A Python-based web crawler that systematically browses websites and generates a comprehensive CSV report of all discovered URLs along with their HTTP status codes.
- Crawls all pages within a specified domain
- Respects same-origin policy (only crawls URLs from the same domain)
- Generates a CSV report with URLs and their HTTP status codes
- Handles relative and absolute URLs
- Implements polite crawling with built-in delays
- Filters out non-web schemes and fragments
- Robust error handling for failed requests
- Python 3.x
- Clone the repository:
git clone <repository-url>
cd <repository-name>
- Create and activate a virtual environment:
sudo apt-get install python3-venv
python3 -m venv venv
source venv/bin/activate
- Install the required dependencies:
pip install --upgrade pip
pip install -r requirements.txt
- Run the script:
python index.py
-
When prompted:
- Enter the website URL you want to crawl (e.g., https://example.com)

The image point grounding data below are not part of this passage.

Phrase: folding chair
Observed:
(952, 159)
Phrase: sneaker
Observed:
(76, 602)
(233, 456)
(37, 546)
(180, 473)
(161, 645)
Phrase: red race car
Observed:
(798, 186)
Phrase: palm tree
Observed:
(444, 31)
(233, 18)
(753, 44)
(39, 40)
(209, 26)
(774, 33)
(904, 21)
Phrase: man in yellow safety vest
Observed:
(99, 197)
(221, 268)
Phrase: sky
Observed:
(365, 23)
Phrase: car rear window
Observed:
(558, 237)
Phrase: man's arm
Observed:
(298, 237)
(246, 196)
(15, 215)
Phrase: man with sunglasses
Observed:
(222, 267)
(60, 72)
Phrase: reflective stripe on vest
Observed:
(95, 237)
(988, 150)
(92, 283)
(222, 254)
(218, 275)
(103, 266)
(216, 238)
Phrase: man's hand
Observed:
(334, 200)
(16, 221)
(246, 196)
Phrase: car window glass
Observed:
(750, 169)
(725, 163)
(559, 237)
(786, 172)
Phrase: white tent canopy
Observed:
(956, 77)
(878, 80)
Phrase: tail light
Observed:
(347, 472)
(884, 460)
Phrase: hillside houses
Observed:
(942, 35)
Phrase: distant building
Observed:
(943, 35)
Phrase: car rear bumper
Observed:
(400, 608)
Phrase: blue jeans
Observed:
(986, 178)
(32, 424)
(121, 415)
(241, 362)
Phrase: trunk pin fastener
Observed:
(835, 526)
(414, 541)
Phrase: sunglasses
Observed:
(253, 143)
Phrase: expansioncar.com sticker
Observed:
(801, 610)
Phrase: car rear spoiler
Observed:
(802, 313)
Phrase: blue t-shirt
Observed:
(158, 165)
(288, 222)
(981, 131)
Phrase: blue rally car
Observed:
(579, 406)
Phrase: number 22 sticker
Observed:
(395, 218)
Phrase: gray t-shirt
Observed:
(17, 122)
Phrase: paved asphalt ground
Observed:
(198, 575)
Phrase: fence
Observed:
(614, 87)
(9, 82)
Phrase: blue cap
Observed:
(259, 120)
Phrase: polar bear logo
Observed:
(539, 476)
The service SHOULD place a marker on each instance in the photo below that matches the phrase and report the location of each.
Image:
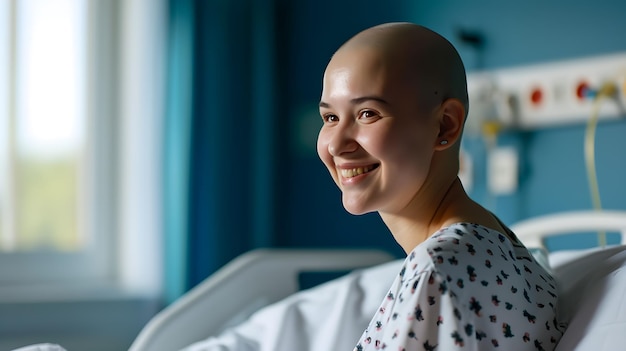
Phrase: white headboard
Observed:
(532, 232)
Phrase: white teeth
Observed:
(353, 172)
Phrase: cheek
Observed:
(322, 148)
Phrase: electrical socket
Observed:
(547, 94)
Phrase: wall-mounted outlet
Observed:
(547, 94)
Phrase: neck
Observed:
(420, 220)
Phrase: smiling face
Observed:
(378, 139)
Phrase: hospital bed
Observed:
(254, 302)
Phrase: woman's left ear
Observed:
(451, 122)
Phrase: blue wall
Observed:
(255, 80)
(552, 176)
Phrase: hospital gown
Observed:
(467, 288)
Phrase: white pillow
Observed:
(592, 300)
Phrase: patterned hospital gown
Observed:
(467, 288)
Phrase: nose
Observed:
(342, 139)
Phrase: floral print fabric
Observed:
(467, 287)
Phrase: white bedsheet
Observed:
(592, 285)
(331, 316)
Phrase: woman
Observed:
(394, 103)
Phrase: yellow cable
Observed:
(607, 90)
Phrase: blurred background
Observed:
(146, 143)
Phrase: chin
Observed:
(355, 208)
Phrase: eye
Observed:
(368, 116)
(330, 118)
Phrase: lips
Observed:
(353, 172)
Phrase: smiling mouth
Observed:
(353, 172)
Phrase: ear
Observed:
(451, 120)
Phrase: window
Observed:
(70, 189)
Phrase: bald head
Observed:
(424, 59)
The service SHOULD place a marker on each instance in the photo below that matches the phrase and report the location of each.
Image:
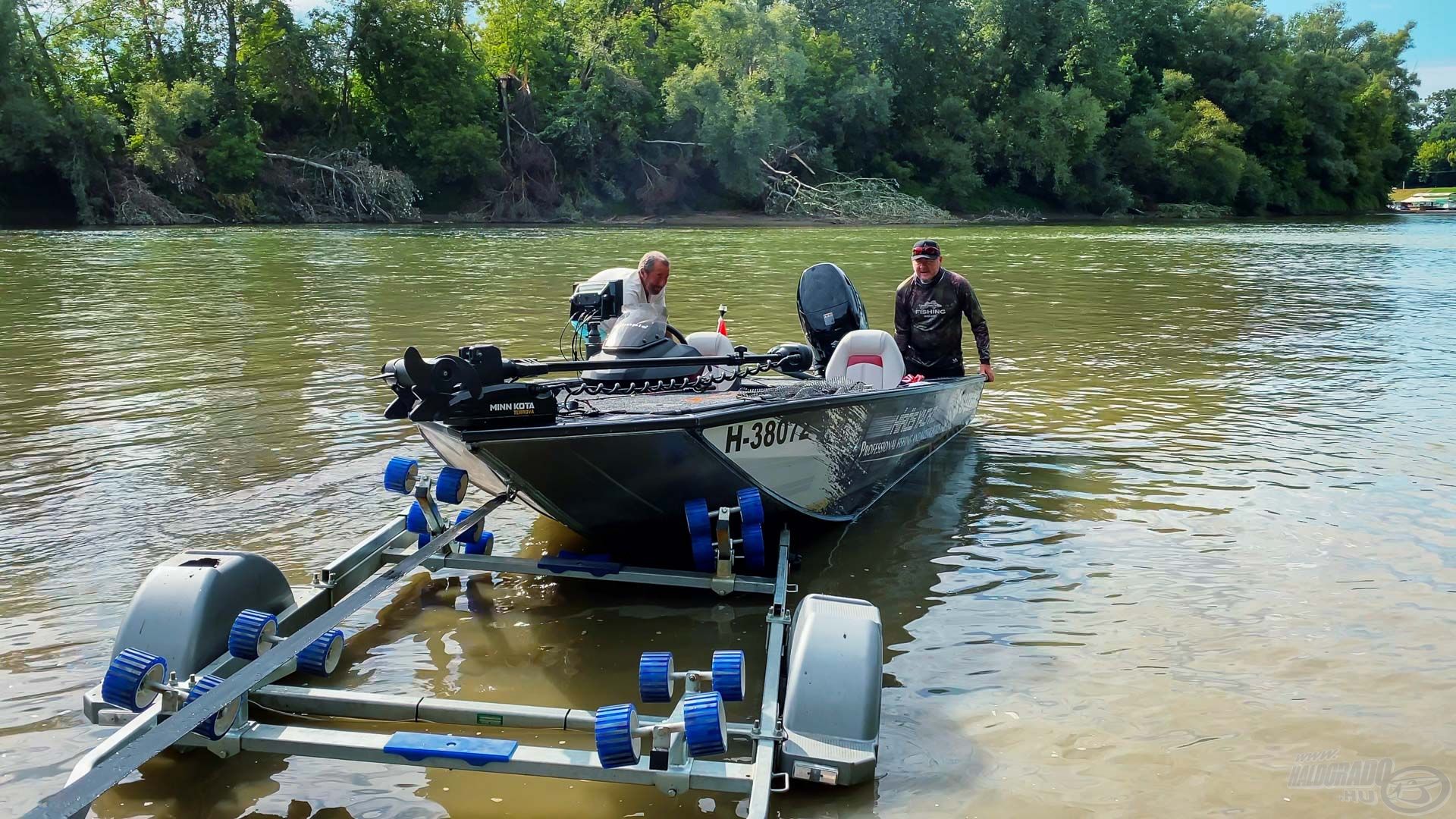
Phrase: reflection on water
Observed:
(1201, 525)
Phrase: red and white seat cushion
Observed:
(715, 344)
(867, 356)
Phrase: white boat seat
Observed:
(867, 356)
(715, 344)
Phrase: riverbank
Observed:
(1185, 488)
(752, 219)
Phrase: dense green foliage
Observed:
(1436, 158)
(566, 108)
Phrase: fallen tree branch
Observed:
(855, 199)
(348, 187)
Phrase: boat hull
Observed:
(619, 479)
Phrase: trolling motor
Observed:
(472, 387)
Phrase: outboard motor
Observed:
(829, 308)
(641, 333)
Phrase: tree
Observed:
(736, 99)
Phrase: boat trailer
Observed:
(209, 637)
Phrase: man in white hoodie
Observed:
(645, 286)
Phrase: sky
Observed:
(1433, 57)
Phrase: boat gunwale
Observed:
(693, 419)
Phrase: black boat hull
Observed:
(626, 477)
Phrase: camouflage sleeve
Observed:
(983, 334)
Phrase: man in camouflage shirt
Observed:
(928, 318)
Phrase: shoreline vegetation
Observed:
(704, 111)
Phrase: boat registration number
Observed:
(761, 435)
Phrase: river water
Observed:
(1200, 532)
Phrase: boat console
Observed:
(641, 353)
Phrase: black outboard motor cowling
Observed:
(829, 308)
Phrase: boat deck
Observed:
(682, 403)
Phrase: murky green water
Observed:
(1203, 523)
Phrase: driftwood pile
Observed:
(346, 186)
(849, 199)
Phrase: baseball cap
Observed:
(927, 249)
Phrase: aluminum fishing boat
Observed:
(820, 428)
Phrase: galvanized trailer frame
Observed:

- Specify the output CSV filename (e.g., links.csv)
-
The crawler will:
- Start crawling from the provided URL
- Save discovered URLs to the specified CSV file
- Record HTTP status codes for each URL
- Print progress information to the console
The script generates a CSV file with the following columns:
URL
: The discovered URLStatus_Code
: HTTP status code (only recorded if ≥ 300 or if the request failed)
- Removes URL fragments (#) and query parameters (?)
- Converts relative URLs to absolute URLs
- Validates URLs against the original domain
- Implements a 1-second delay between requests to prevent server overload
Feel free to submit issues and enhancement requests.